Kit Up!

Ingenuity, Common Sense, and Individual Kit


A while back I posted an excellent article from Morrison Industries questioning whether gear has evolved. Last week Peter Nealan wrote an op-ed on his blog addressing that article and its topics. Pete is a former Reconnaissance Marine and author of the novel Task Force Desperate (which I will be reviewing later this week). He was kind enough to allow me to post that op-ed here.

Ingenuity, Common Sense, and Individual Kit

by Peter Nealan

I got the idea to write this article when I read Nate Morrison’s piece on “Has Gear Evolved? Or Did It Just Change?” ( )  He made some very good points that I grumbled about for the better part of six years in the Marine Recon community, especially involving the impact of kit on combat performance.

I didn’t go into a great deal of detail on individual kit in Task Force Desperate, aside from guns and optics, largely because it would have been tedious.  In an outfit like Praetorian, no two operators would likely have the exact same gear, so describing everybody’s different vests and chest rigs would have eaten up page space.  So I left it be.

In the real world, however, gear can have a huge impact.  That impact can, under certain circumstances, mean life and death.

My first deployment I didn’t do a lot as far as gear went.  I tried a few different configurations during the workup, but I was woefully inexperienced, and largely ended up going with something as close as possible to my Team Leader’s kit.  We all did.  We didn’t have a lot more than regular grunts did at that point.
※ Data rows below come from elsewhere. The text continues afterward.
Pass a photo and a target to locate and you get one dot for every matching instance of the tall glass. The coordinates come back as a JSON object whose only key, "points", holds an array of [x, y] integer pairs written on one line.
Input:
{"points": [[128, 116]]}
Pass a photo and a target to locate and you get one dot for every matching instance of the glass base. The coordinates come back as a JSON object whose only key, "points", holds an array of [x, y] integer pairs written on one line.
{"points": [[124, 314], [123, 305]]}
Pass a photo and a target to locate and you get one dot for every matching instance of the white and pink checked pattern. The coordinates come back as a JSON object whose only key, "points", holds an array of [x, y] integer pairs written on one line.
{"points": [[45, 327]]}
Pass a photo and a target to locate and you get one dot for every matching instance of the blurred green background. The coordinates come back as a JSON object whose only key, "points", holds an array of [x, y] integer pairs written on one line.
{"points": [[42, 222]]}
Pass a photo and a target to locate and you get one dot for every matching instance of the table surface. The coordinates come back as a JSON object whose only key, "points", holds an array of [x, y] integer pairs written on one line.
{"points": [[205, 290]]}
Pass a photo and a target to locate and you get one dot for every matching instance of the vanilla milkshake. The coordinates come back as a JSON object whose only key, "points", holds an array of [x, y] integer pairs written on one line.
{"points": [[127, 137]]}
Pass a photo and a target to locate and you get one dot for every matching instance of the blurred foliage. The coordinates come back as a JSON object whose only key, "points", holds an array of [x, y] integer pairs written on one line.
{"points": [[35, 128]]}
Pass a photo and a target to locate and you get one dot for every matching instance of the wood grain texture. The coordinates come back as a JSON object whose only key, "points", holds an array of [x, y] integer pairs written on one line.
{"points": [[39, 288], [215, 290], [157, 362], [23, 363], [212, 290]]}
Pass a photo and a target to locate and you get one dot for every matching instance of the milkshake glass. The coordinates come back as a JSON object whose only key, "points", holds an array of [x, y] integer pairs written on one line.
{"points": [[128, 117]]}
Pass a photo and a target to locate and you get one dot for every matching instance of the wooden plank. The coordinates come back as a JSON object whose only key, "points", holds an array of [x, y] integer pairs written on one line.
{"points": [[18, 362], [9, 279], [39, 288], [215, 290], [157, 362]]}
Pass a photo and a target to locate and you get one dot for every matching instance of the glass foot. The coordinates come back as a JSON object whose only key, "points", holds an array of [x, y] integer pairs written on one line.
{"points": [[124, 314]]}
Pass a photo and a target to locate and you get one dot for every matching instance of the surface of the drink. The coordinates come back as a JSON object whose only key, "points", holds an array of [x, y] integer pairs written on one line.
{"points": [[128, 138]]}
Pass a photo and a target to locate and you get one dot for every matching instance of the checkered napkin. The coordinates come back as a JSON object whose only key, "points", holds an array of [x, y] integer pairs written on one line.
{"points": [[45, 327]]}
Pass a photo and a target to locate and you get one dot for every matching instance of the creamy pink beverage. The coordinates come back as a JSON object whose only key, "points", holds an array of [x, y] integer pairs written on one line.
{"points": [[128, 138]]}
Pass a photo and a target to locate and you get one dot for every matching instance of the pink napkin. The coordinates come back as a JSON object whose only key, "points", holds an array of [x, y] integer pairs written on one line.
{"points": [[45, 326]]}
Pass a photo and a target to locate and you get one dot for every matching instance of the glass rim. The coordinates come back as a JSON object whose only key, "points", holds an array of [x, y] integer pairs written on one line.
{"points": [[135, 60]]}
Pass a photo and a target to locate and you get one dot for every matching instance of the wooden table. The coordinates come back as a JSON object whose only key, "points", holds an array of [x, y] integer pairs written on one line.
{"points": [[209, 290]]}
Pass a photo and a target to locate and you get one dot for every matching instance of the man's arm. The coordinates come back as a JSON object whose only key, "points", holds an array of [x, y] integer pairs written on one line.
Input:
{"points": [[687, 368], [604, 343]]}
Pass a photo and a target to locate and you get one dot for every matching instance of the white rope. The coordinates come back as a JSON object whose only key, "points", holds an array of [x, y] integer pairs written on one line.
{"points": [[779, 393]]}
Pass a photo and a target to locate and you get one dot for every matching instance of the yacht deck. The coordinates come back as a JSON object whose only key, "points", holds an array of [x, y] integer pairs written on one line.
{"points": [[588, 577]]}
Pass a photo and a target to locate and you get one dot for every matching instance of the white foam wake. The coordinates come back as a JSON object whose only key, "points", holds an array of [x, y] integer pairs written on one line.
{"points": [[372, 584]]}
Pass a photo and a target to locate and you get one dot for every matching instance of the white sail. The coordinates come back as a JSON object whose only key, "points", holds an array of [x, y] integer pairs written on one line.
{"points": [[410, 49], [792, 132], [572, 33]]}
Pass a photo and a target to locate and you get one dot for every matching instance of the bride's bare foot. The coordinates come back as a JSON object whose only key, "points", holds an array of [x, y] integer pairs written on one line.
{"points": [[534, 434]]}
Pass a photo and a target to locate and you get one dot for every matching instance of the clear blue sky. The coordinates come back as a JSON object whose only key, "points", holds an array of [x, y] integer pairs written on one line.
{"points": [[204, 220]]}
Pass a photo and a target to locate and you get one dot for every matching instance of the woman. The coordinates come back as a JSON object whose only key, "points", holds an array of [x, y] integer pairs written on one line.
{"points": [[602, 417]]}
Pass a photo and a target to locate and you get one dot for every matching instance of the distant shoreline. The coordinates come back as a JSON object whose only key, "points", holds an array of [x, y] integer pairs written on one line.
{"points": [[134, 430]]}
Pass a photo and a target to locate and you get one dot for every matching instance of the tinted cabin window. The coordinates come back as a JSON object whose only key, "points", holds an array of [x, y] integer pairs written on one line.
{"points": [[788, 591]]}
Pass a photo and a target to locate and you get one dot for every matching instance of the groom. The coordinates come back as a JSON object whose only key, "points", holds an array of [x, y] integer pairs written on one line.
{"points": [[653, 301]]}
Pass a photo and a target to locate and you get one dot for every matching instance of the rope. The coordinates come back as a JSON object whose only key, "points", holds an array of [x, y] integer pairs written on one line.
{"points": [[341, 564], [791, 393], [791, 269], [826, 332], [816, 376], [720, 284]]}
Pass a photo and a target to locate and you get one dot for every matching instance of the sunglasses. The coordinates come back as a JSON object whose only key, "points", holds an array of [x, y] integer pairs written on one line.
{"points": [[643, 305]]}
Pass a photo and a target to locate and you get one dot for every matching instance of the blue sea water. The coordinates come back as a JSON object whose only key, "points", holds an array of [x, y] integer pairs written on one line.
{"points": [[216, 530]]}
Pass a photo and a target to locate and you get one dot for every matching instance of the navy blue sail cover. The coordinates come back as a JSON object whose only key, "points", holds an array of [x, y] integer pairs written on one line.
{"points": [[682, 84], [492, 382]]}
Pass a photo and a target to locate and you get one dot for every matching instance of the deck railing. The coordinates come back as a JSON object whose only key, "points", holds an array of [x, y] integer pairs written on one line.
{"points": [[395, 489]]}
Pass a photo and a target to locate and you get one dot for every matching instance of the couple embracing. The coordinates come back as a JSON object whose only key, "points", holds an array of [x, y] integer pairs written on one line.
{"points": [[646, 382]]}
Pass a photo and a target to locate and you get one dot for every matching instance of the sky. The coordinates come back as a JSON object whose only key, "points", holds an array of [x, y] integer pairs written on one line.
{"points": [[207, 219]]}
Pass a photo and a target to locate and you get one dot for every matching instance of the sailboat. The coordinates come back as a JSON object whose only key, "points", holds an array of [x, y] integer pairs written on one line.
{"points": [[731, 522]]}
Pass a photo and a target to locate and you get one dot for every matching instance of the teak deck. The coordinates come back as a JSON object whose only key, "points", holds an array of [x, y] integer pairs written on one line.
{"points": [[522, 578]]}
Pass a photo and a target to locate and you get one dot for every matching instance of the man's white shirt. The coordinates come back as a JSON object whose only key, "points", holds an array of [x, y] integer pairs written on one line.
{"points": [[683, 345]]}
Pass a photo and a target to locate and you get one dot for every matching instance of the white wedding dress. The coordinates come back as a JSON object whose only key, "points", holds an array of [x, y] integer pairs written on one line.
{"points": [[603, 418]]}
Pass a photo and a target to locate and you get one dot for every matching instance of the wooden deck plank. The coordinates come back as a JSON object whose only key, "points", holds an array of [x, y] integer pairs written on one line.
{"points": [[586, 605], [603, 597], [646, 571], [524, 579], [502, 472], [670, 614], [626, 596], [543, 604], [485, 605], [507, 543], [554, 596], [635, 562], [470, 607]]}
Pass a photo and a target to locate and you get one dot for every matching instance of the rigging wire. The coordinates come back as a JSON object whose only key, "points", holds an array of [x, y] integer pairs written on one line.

The next time around, we started off with the issue FSBE kit, but as we’d all had issues with its bulk, as soon as we got to Iraq, we visited the tailor’s shop on Camp Fallujah and had pouches sewed on the Second Chance vests, to hold plates.  We now had all of our required armor in a much more streamlined package than the FSBE carrier.

This meant we had to use either chest rigs or vests to carry our ammo, comm, water, med gear, etc.  There was as wide a variety as there were Recon Marines in the platoon.  I took to using a BDS patrol vest over my armor.  I still have it, it’s in the cover photo above.  It’s a great piece of kit, for a long-distance patrol with a ruck and no armor.

The problem was, over body armor it became too bulky.  It was a constant pain to climb in and out of the Humvee turret, or any other opening.  It had become what I began calling “The Fat Boy School of Combat Equipment.”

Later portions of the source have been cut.